Personal information
- Nationality: American
- Born: October 8, 1946 (age 79) Chicago, Illinois, USA
- Height: 186 cm (6 ft 1 in)
- Weight: 77 kg (170 lb)

Sport
- Sport: Athletics
- Event: hurdles
- Club: USC Trojans

= Geoff Vanderstock =

American hurdler

Geoffrey Peter Vanderstock (born October 8, 1946) is an American track and field athlete primarily known for running hurdles. He was once the world record holder in the 400 metres hurdles. His 48.94 was set at the high altitude United States Olympic Trials at Echo Summit, California, on September 11, 1968. He was the first man to run the event under 49 seconds. The hand time took .3 off the previous record held by Rex Cawley.

== Biography ==
In high school, he finished 4th in the 120 yard high hurdles, running 14.2 at the 1964 CIF California State Meet competing for Pomona Catholic High School which is now split into two schools one known as Damien High School for the boys and Pomona Catholic Girls High School for their female counterparts. At the Golden West Invitational, the equivalent of a National High School Championship meet, he tied for 3rd in 120y HH in 14.2 and was also 3rd in the 180y LH in 19.0. During that season he was also a 6'4" high jumper and pole vaulted 13'6".

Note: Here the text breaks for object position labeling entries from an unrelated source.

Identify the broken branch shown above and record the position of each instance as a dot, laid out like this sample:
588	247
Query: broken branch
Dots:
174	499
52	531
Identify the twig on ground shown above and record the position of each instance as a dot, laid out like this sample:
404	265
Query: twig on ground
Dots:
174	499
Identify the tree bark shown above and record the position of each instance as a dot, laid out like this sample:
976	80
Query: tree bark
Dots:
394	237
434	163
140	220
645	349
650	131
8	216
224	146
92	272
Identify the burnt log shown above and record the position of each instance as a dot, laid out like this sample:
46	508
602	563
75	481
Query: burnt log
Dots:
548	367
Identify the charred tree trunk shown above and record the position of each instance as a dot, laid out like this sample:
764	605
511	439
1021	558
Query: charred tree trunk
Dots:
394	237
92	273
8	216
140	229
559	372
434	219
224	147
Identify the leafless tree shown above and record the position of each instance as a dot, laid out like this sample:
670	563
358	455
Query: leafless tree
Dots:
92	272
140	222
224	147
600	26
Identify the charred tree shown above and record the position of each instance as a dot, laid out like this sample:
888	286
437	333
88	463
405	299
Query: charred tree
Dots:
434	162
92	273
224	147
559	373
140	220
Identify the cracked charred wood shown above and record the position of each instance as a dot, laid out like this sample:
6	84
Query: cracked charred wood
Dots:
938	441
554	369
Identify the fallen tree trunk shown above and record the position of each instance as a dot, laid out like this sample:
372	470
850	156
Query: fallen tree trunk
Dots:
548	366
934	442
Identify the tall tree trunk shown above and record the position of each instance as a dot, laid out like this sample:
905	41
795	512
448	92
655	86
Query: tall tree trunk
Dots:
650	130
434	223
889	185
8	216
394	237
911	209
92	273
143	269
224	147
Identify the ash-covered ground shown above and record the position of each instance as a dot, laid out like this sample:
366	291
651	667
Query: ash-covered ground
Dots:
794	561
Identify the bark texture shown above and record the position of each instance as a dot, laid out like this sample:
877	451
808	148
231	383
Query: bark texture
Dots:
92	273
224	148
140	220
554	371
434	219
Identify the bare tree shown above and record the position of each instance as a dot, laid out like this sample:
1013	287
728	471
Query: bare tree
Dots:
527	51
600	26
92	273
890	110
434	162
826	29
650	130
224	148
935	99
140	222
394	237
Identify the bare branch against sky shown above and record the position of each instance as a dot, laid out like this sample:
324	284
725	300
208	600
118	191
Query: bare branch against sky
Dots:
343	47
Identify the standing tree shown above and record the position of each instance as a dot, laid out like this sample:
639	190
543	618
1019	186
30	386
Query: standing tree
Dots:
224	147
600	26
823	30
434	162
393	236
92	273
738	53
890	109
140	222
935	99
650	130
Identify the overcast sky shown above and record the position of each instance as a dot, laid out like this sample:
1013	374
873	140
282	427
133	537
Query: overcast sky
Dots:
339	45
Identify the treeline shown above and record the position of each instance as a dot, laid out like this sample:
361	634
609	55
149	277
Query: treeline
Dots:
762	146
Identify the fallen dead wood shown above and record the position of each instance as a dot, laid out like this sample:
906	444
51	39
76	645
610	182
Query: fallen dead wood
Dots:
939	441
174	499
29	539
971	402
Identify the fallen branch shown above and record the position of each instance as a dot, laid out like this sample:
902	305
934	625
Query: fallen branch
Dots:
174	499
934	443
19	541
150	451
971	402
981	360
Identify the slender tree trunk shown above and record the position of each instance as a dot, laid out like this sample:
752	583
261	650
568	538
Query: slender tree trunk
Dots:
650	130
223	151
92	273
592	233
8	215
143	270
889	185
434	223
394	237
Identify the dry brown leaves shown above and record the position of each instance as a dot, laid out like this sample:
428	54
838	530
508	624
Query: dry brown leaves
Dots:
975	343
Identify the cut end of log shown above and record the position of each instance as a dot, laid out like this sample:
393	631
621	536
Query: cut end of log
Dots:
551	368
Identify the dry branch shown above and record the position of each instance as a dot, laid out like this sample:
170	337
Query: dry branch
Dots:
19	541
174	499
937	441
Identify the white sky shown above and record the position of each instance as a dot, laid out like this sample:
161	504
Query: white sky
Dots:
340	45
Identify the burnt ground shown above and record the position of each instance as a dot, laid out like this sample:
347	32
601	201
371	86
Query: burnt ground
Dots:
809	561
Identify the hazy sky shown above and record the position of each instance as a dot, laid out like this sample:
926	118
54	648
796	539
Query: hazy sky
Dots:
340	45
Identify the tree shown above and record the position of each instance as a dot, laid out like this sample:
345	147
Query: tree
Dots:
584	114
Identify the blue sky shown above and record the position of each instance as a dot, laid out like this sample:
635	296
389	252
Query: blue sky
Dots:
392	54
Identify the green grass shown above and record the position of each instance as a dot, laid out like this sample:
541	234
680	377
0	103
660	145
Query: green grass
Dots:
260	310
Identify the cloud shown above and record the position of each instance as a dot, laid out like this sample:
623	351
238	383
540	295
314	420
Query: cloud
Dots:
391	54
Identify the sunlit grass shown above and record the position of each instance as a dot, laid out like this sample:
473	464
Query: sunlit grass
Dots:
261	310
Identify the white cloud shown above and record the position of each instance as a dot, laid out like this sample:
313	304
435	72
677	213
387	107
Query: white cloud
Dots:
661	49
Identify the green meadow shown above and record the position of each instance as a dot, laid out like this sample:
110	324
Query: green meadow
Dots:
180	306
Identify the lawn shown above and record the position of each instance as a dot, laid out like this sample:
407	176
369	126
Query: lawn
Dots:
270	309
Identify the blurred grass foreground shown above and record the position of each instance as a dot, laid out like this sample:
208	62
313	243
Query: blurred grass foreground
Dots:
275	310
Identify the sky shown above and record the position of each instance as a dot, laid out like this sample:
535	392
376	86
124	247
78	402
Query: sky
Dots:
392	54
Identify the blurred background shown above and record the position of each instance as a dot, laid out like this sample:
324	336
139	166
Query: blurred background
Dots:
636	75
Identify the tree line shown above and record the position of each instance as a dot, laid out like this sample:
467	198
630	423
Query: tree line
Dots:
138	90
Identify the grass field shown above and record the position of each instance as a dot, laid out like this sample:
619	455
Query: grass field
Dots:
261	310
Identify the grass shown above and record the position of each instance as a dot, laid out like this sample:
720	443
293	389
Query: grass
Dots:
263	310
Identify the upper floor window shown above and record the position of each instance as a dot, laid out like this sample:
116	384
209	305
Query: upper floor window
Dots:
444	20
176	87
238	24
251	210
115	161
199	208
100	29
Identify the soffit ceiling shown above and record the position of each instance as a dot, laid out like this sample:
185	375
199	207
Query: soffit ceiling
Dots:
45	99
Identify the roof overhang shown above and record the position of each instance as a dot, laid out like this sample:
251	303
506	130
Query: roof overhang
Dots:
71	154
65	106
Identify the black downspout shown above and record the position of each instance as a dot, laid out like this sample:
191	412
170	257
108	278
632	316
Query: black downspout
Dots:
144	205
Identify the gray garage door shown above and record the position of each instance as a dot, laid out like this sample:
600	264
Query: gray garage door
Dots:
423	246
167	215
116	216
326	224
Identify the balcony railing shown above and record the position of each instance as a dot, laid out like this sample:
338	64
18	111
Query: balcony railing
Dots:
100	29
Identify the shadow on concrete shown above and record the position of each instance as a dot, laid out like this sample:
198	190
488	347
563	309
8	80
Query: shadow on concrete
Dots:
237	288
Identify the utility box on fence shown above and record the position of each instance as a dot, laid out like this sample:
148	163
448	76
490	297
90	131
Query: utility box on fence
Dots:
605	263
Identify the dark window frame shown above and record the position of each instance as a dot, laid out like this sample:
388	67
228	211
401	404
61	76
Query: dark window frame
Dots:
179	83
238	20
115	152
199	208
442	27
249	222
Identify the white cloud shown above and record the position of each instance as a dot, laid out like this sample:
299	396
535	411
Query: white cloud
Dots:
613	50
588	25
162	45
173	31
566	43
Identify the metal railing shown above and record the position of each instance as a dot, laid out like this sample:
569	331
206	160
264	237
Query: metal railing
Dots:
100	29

He next competed for the Mt. San Antonio College, where he took up the 400 metres hurdles, achieving second at the AAU USA Outdoor Track and Field Championships and setting the national junior college record at 51.2. While at Mt. SAC, he also joined future pole vault gold medalist Bob Seagren in setting the national junior college record in the shuttle hurdles relay. He then went to the University of Southern California, finishing third in the 1968 NCAA Men's Outdoor Track and Field Championships and was a two time All-American He was ranked in the top ten American 400 metre hurdlers 5 straight years 1965-1969, including two years, 1966 and 1968 ranked as number one.

At the 1968 Olympic Games in Mexico City, he finished 4th in a tight race between 2nd place and 4th place, and was given a time of 49.06. The gold medal winner David Hemery demolished Vanderstock's world record running 48.12 in the final.

He is now a San Fernando Valley real estate broker. He appeared in the 1979 track and field oriented movie Goldengirl, the 1989 movie Tango & Cash, and made a couple of appearances in the 1987 FOX comedy TV series Mr. President.